Usually the herbs are finely chopped or nowadays put in food processor.
It is very delicicious and is best with fresh herbs even though sold with dry in stores.
I hope this is what you want to know.


----------



## Jhorer Brishti

In case you wanted to know the etymology of the word "Sabzi" means Vegetable.. No clue as to what Ghorme is.. Persian is known as the French of the East because it has had such a great impact on South/southeast asia in transferring(religion too) words to the languages spoken there(even though Iran is just shy of the middle east). In bengali "sabzi"(shobji) is not a common word and like some(most arabic/persian borrowings are colloquial while the brunt of the language is sanskrit-based) other persian borrowings is confined to literary language..


----------



## Chaska Ñawi

Thank you so much, all of you!

I really appreciate the recipe and all the detailed information, Sofia.  

(I keep saying this, but we really really really need a recipe forum here.)

cheers,
Chaska


----------



## SofiaB

You are welcome. So now will you cook it? This is a khuzestani recipe. It has more ingredients than Tehrani version. Khuzestan is considered the origin of Farsi people.


----------



## Chaska Ñawi

I most definitely will cook it!

I'd already been using the mixture in soups and stews; I also like to use it in a bulgur curry that I make.

I don't have many Iranian recipes - most of my cooking from that area falls into the categories of Lebanon/Israel/Egypt.  (Other major influences in the kitchen are Mexico, India and China.)

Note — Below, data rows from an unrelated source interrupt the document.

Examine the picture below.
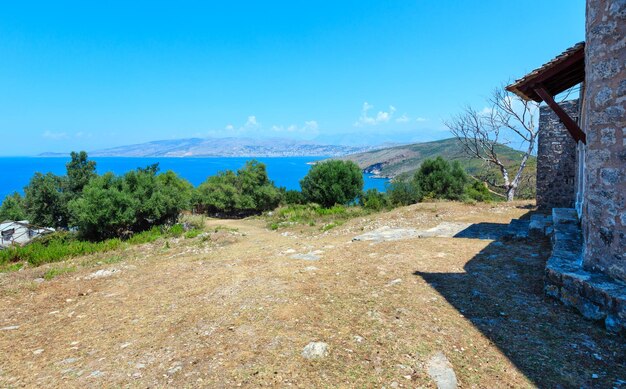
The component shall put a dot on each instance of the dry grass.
(237, 310)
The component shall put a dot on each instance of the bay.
(16, 172)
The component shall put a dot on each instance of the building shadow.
(501, 293)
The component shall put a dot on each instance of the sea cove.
(284, 171)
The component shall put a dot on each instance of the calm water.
(15, 172)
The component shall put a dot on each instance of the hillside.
(394, 161)
(224, 147)
(240, 305)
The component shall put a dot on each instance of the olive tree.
(483, 132)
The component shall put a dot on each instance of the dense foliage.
(118, 206)
(332, 182)
(12, 208)
(440, 179)
(245, 192)
(108, 210)
(45, 202)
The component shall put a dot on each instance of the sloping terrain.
(238, 308)
(393, 161)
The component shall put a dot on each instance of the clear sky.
(89, 75)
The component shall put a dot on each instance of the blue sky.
(90, 75)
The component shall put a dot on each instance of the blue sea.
(15, 172)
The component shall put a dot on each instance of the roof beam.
(567, 121)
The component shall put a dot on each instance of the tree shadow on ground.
(501, 293)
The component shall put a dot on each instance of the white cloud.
(403, 119)
(381, 116)
(253, 127)
(252, 122)
(54, 135)
(310, 127)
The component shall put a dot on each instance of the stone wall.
(604, 211)
(556, 159)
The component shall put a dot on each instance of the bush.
(439, 179)
(12, 208)
(332, 182)
(246, 192)
(113, 206)
(293, 197)
(374, 200)
(45, 202)
(400, 193)
(477, 191)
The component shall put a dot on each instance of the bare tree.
(483, 132)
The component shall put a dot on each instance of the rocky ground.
(407, 304)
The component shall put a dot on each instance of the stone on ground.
(315, 350)
(440, 370)
(101, 274)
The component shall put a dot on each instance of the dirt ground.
(236, 309)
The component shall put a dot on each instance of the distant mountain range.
(225, 147)
(394, 161)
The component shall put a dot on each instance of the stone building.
(556, 159)
(587, 269)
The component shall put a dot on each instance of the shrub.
(12, 208)
(439, 179)
(197, 222)
(477, 191)
(374, 200)
(248, 191)
(401, 193)
(44, 201)
(332, 182)
(114, 206)
(293, 197)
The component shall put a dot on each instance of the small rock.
(306, 257)
(315, 350)
(440, 370)
(101, 274)
(175, 368)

One question:  are you talking about lemon rind, lemon juice, or both?


----------



## MarcB

I would say lemon juice but lemon zest also is good.


----------



## SofiaB

I agree juice is used.


----------



## Tinkertoo

My wife is from tehran and we have ghorme sabzi fairly frequently not that I can cook it myself but I am almost certain that there are whole lemons in there, although they are black by the time it is cooked. I hope this helps.


----------



## CheRie

We are from Venezuela and we have learned to appreciate persian food. Definitively, ghorme sabzi is one of our favorites (with white rice or dill rice!!!) I'm getting hungry now...


----------



## Tinkertoo

Hi, I am from England originally and I too like Persian food.I asked my wife about the lemons in ghormeh sabzi and found that they are yellow limes. they are poked with a fork and used whole. I hope this helps. Enjoy.


----------



## lb_tulip

Hi Chaska
I'm an iranian girl and I can help you about iranian foods and whatever you wish.But I didn't get your meaning.What do you want exactly

We usually use lemon juice in Ghormeh sabzi but sometimes a kind of dried lemon that we call it(limoo amani) is used.This lemon is black because of dryness.It makes Ghorme sabzi so delicious

Sorry Sofia but Khuzestan is not the origin of persian people.It's just a province of Iran .Center and north of Iran are the orogin of persian people


----------



## Tisia

Hi

It is Ghorma sabzi and not Sabzi ghorma. It is one of the most known Persian foods made of beef/lamb, red beans and parsely plus other spices. It is a delicious healthy dish.

Tisia


----------



## Bienvenidos

Hi everyone,

Just wanted to add that in some dialects of Persian (Eastern Persian) *sabzí* actually means *spinach*, and *turkorí* means *vegetable(s)*. Spinach is an optional ingredient in this dish. I'd actually transliterate it as *Corma Sabzi*. The "Ghormah" kind of threw me off a bit, but you know how I am with transliterating!


----------



## Lugubert

In India, there are different kinds of korma sauce. As has been pointed out, sabzi (a Persian word) is vegetables in India. The origin of the word korma (qorma) is, according to McGregor: Hindi-English dictionary, Turkish qavurma.


----------



## preciouspuppy

I am making Gourmeh Sabzi right now.
sabz means green or vegetable in Farsi.


----------



## Tisia

Hi
In Persian 'sabz' means 'green' and 'sabzi' means 'vegetable' or 'greenery'.

BR
Tisia


----------



## preciouspuppy

ok, bale, khaley mam noon, Tisia.


----------



## ukuca

Lugubert said:


> In India, there are different kinds of korma sauce. As has been pointed out, sabzi (a Persian word) is vegetables in India. The origin of the word korma (qorma) is, according to McGregor: Hindi-English dictionary, Turkish qavurma.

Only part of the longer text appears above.